The reforms of Alexander III replaced many of the traditional privileges of the German nobility with elected local governments and more uniform tax codes. Schools were required to teach Russian, and the Russian nationalist press began targeting segregated Germans as unpatriotic and insufficiently Russian. Baltic Germans were also the target of Estonian and Latvian nationalist movements.

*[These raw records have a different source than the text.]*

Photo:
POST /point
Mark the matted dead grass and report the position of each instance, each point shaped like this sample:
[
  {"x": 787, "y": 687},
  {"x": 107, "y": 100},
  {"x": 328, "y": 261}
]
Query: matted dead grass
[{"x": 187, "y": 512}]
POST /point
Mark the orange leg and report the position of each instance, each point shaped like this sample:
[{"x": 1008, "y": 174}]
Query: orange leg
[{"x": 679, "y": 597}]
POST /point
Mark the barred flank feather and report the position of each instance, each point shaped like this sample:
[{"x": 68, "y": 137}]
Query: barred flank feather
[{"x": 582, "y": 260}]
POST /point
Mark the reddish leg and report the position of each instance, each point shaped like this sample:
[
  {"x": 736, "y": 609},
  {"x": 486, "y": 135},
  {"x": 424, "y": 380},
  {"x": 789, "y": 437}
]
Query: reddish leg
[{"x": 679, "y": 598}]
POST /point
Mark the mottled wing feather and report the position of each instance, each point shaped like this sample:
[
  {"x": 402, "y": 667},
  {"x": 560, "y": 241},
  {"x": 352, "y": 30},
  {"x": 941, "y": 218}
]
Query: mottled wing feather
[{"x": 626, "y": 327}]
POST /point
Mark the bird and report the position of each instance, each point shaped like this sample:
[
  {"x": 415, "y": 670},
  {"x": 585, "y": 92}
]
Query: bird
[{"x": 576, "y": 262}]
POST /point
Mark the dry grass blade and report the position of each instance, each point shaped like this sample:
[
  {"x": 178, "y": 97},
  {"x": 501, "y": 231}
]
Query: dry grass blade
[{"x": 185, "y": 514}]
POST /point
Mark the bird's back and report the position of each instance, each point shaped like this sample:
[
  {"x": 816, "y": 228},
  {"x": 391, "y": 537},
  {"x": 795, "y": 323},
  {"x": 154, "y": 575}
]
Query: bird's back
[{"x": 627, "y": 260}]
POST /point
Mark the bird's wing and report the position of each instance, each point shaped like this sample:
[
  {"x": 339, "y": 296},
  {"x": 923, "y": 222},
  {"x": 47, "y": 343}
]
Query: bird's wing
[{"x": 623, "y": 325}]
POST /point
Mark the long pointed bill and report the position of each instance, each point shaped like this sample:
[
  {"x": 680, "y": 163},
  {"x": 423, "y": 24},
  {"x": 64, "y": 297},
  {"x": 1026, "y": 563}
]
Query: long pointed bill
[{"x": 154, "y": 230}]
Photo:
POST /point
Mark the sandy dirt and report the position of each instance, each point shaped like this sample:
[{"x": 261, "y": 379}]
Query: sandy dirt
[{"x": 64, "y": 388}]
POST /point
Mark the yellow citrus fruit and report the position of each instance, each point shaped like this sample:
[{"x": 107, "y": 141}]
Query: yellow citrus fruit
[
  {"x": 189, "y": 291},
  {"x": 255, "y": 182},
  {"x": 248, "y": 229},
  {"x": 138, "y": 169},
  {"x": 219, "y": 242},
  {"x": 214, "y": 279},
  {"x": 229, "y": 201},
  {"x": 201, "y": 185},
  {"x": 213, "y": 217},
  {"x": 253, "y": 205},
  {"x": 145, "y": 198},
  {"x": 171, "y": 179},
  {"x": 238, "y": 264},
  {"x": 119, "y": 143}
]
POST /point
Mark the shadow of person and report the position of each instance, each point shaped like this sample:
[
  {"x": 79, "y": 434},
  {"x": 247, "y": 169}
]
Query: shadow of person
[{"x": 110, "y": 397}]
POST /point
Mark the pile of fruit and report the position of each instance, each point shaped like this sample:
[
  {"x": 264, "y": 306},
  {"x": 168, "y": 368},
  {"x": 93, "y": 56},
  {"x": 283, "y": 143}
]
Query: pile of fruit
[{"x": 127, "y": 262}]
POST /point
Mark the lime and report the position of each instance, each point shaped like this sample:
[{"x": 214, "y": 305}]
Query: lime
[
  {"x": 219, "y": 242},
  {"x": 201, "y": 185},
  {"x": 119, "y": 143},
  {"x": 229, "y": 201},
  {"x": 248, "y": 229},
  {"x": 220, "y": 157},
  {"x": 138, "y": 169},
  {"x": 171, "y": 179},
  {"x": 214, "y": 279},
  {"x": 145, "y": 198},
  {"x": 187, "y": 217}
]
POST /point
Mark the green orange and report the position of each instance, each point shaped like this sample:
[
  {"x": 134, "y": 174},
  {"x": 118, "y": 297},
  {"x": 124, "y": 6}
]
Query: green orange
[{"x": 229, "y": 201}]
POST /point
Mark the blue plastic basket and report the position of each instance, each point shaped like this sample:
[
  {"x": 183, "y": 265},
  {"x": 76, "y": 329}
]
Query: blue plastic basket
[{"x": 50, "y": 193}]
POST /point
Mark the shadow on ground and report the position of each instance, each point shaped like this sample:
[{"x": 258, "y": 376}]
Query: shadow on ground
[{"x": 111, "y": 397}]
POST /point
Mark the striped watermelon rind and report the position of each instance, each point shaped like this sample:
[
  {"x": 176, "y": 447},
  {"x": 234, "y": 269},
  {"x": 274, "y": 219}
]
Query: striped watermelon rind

When Estonia and Latvia became independent nations after World War I a degree of autonomy was granted to ethnic German institutions, and German schools and newspapers expanded somewhat during that period. However all of the nobility's traditional privileges were abolished and most of their agricultural land holdings were redistributed to local farmers. At that point, ethnic Germans represented no more than 1.5% of the Estonian population and roughly 3% of the Latvian population, many having left for Germany during the chaos of World War I and the Russian Revolution.